In France, where many question the safety of vaccines, the French government has been cautious in its messaging and keen to ensure that it is not seen as forcing vaccinations on the public. France’s first vaccination at a nursing home in a poor area outside of Paris on Sunday was not broadcast on live television as it was elsewhere in Europe and no government ministers attended.
"We didn’t need to convince her. She said 'yes, I’m ready for anything to avoid getting this disease,'" said Dr Samir Tine, head of geriatric services for the Sevran nursing home where France’s first vaccine dose went to 78-year-old Mauricette.
"It’s an important day," Tine said. "We are very eager to have a new weapon at our disposal and we are very eager to rediscover our normal lives".
In a video released on Twitter on Saturday, von der Leyen said that Europe "is starting to turn the page on a difficult year".
"Today is delivery day and tomorrow vaccination against COVID-19 is beginning across the European Union".
"Our European Vaccination Days are a touching moment of unity," she added.

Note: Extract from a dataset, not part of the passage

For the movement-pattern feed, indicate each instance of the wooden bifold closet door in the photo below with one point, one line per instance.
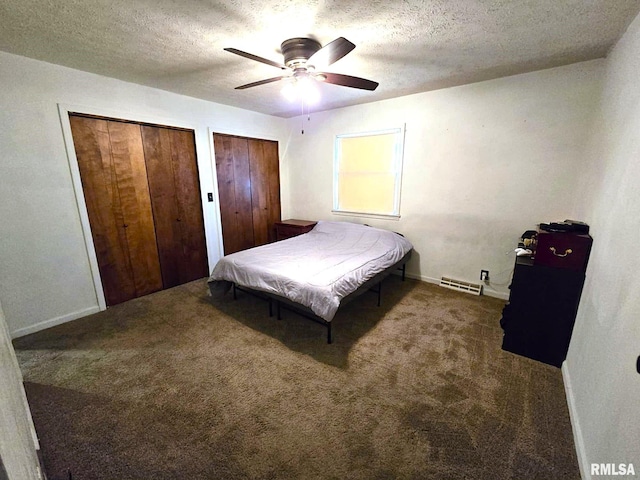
(142, 194)
(249, 190)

The Pfizer/BioNtech vaccine, which requires two shots, was approved by the European Medicines Agency (EMA) on December 21. The EU has secured up to 300 million doses through an Advance Purchase Agreement and expects for the first 200 million doses to have been delivered by September 2021.
But it has also struck similar deals with other pharmaceutical companies including Sanofi-GlaxoSmithKline, AstraZeneca, Janssen Pharmaceutica NV, CureVac, and Moderna. These contracts mean the bloc "has secured enough doses of vaccines for our whole population of 450 million people," von der Leyen said in her video.
The EMA is expected to decide whether to approve the Moderna vaccine on January 6.